To investigate whether any transcript includes exons 1 and 2, we performed a RT-PCR using the NKG5 sense B (primer 2) and an antisense primer in exon 2 (primer 6). By this approach two novel short transcripts (ST) were found in LAK cells and in all subsets (Fig. 2A, arrows p38, p25). Sequence analysis revealed ST p25 to comprise exon 1 and exon 2 (see Fig. 1) and ST p38, comprised of p25 plus the whole intron 1, as published by Manning et al. . None of the ST extended to exon 3 (data not shown). Since both ST contain a Kozak consensus translation initiation site, they could be translated into peptides with a length of 25 and 38 amino acids, respectively. The middle band that appears on the agarose gel (Fig. 2A) is the hybridization product of the two ST, with loop formation within intron 1. This was proven by 15 repeated denaturation and annealing steps of the extracted middle band resulting again in 3 bands (data not shown).
Semi-quantitative analysis of the PCR products revealed that in the total population of LAK cells, the NKG5 message increased only slightly by a factor of 1.5 from day 0 to day 15 (p = 0.019), while the two variants of 519 increased by a factor 8.8 (519i; p = 0.002) and 4.4 (519is; p = 0.007), respectively (Fig. 2B).
The ST did not show an apparent IL-2 dependency. Since each donor exhibited a different regulation pattern, a clear tendency for up- or down regulation in response to IL-2 could not be determined (Fig. 2B).
Next, we examined the expression of the various longer transcripts in T cell subsets. Using magnetic beads, CD4+, CD8+ and CD56+ cells were isolated at days 4 and 15 of continuous IL-2 stimulation and RT-PCR analysis was performed. As shown in Figure 2C the highest expressed transcript in all subsets at day 4 is NKG5, while the 519 isoforms are poorly expressed, especially in CD4+ cells. During continuous IL-2 stimulation all transcripts analyzed were at least slightly upregulated in the different cell subsets in all donors tested (Fig. 2C, one representative donor shown).

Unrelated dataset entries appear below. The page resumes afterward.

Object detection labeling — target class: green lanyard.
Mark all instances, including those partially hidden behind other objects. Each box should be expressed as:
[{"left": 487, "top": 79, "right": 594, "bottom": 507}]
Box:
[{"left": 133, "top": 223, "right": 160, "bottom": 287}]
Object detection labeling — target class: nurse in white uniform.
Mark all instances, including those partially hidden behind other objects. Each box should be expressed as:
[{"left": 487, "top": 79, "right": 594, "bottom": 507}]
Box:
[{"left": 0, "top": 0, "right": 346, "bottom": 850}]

Short transcripts were also detected in all subsets at days 4 and 15, but their kinetics of expression were not evaluated (data not shown).

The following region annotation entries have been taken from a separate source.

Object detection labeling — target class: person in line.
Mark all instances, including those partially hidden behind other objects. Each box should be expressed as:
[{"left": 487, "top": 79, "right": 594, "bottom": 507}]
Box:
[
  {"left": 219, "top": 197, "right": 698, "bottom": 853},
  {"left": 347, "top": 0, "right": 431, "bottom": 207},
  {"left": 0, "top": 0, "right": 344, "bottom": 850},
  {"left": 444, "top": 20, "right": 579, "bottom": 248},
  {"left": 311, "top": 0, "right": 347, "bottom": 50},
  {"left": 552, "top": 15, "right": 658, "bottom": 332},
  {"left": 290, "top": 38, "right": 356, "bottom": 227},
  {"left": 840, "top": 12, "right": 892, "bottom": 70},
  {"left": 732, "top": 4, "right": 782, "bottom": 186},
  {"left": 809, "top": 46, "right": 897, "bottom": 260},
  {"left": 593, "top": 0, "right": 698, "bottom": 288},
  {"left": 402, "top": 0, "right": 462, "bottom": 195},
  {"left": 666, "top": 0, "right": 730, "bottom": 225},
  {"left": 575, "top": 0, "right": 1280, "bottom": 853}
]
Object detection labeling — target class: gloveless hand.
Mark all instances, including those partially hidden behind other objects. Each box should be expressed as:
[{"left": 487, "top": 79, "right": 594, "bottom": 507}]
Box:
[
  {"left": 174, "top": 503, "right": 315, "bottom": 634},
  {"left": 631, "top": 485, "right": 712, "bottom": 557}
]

Transcriptional regulation of granulysin in antigen specific T-cells
Host defense mechanisms against intracellular microbes require induction of effector molecules such as granulysin during infection. Therefore, we investigated if granulysin gene expression is induced upon antigen driven stimulation of T cells and if so which of the different granulysin transcripts might be involved. L. innocua and L. monocytogenes were used as antigens in mixed leukocyte culture. The expression of granulysin transcripts was investigated in antigen specific T-cells from autologous MLCs by RT-PCR. The identical mRNAs found in LAK cells were detected in the T-cells stimulated with L. innocua or L. monocytogenes, including the ST (data not shown). Semi-quantitative analysis of the transcripts (Fig. 3) revealed that NKG5 mRNA showed the highest basal expression at day 0 and was upregulated between days 0 and 12 by an average factor of 1.7 (L. innocua, x1.68, p = 0.02; L. monocytogenes, x1.7, p = 0.002). Both 519 isoforms showed a more prominent increase between day 0 and day 12 of stimulation by an average factor of 3.8 (519i) and 2.7 (519is), respectively (L. innocua, x4 519i, p = 0.004 and x2.7 519is p = 0.006; L monocytogenes, x3.6 519i, p = 0.0004 and x2.8 for 519is p = 0.01). In L. innocua specific T cells 519 isoforms were continuously increasing during the whole period of antigen stimulation in contrast to L. monocytogenes specific T cells where the increase was rapid in the first weak of stimulation but remained unchanged during the second weak. Semi-quantitative analysis of short transcripts did not allow us to see any tendency for up- or down-regulation under bacterial stimulation. OVA specific T cells maintained basal expression levels of NKG5 mRNA during the stimulation period, with no upregulation. The two 519 isoforms remained at very low levels of expression over the whole period of stimulation. Short transcripts showed a slight increase, which was statistically significant (p25, p = 0.039; p38, P = 0.029). None of the transcripts were upregulated in T cells where MOCK treated DCs were used in MLC.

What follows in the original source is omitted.